Qualquer "ação política ou iniciativa legislativa" voltada a "forçar" a inviolabilidade do sigilo sacramental constituiria - lê-se na Nota - uma “inaceitável ofensa contra a libertas Ecclesiae", que não recebe a própria legitimidade de Estados individuais, mas precisamente de Deus.   

Proteção das crianças

A nota também trata - destaca a Penitenciária Maior - do âmbito jurídico-moral daqueles "atos de foro interno que ocorrem fora do sacramento da Penitência", aos quais o Direito Canónico garante um "sigilo especial".

E trata ainda das outras "espécies" de segredo, que ultrapassam o âmbito do foro interno, reafirmando "o princípio do direito natural em custodiar o segredo".

O cardeal Piacenza precisa, ademais,  que o texto da nota "não pode e não quer de forma alguma ser uma justificação ou uma forma de tolerância em relação aos execráveis ​​casos de abusos perpetrados por membros do clero": "nenhum acordo é aceitável no que tange à promoção da proteção de menores e das pessoas vulneráveis ​​e no prevenir e combater toda forma de abuso", como repetidamente reiterado pelo Papa Francisco.

A nota especifica como "a defesa do sigilo sacramental e a santidade da confissão nunca poderão constituir formas de conivência com o mal", sublinhando o como pertence "à estrutura do próprio Sacramento da Reconciliação, como condição para a sua validade, o arrependimento sincero, juntamente com o firme propósito de emendar-se e de não reiterar o mal cometido". 

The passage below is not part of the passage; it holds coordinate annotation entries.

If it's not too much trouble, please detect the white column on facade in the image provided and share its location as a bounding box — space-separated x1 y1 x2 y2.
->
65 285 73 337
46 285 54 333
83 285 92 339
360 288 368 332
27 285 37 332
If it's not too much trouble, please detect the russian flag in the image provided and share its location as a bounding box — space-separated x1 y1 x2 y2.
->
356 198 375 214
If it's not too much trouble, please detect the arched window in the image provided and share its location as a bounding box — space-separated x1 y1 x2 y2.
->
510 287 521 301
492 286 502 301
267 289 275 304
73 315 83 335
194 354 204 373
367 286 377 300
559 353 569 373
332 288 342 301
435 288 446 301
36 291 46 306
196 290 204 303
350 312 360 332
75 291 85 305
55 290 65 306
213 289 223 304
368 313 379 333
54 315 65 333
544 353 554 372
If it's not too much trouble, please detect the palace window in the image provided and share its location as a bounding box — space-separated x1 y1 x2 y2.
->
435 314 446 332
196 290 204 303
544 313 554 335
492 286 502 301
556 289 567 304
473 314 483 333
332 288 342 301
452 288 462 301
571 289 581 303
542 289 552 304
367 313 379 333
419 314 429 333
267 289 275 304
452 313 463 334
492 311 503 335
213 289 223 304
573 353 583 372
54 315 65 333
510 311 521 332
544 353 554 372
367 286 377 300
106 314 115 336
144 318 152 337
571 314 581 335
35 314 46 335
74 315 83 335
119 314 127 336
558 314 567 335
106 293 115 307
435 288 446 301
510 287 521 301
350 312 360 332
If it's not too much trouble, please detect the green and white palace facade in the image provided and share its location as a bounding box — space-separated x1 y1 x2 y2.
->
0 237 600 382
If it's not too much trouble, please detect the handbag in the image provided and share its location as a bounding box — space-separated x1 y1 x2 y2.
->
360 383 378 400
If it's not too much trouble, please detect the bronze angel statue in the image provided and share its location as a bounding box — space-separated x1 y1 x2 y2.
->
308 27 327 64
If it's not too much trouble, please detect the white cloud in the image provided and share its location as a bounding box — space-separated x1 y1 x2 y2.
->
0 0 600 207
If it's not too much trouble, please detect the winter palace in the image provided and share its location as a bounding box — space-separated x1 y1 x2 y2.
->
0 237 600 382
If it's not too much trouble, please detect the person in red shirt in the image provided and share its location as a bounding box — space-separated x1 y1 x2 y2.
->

A entrevista com o cardeal Piacenza

Entrevistado pelo Vatican News, o cardeal Piacenza explica as razões da nota publicada nesta segunda-feira:

R. - Há algum tempo circulam discursos, feitos em determinados ambientes, se o confessor não pode ou até mesmo não teria o dever - eventualmente ouvindo certos pecados do penitente - de denunciar ou obrigar, para poder dar a absolvição, o próprio penitente a auto-acusar-se. Ora, aqui estamos num foro sacramental e num foro sacramental não pode haver nenhuma concessão, porque o sacerdote não é o patrão da Confissão, mas age em nome de Deus: jamais ninguém poderia absolver os pecados, mas é somente Deus quem absolve. Portanto, é uma graça que é dada e que vem diretamente do valor do Preciosíssimo Sangue do Crucificado, na sua imensa misericórdia para com todos os pecadores. No entanto, isto não diminui em nada a gravidade de certos factos. Além disso, na Confissão também há sérios deveres por parte do penitente, porque o penitente deve realmente estar arrependido na matéria da qual ele se confessa, deve ter o firme propósito de não voltar a cometer o crime ou pecado que cometeu. E depois, naturalmente, existe sempre, no colóquio entre o confessor e o penitente, todo um discurso de acompanhamento.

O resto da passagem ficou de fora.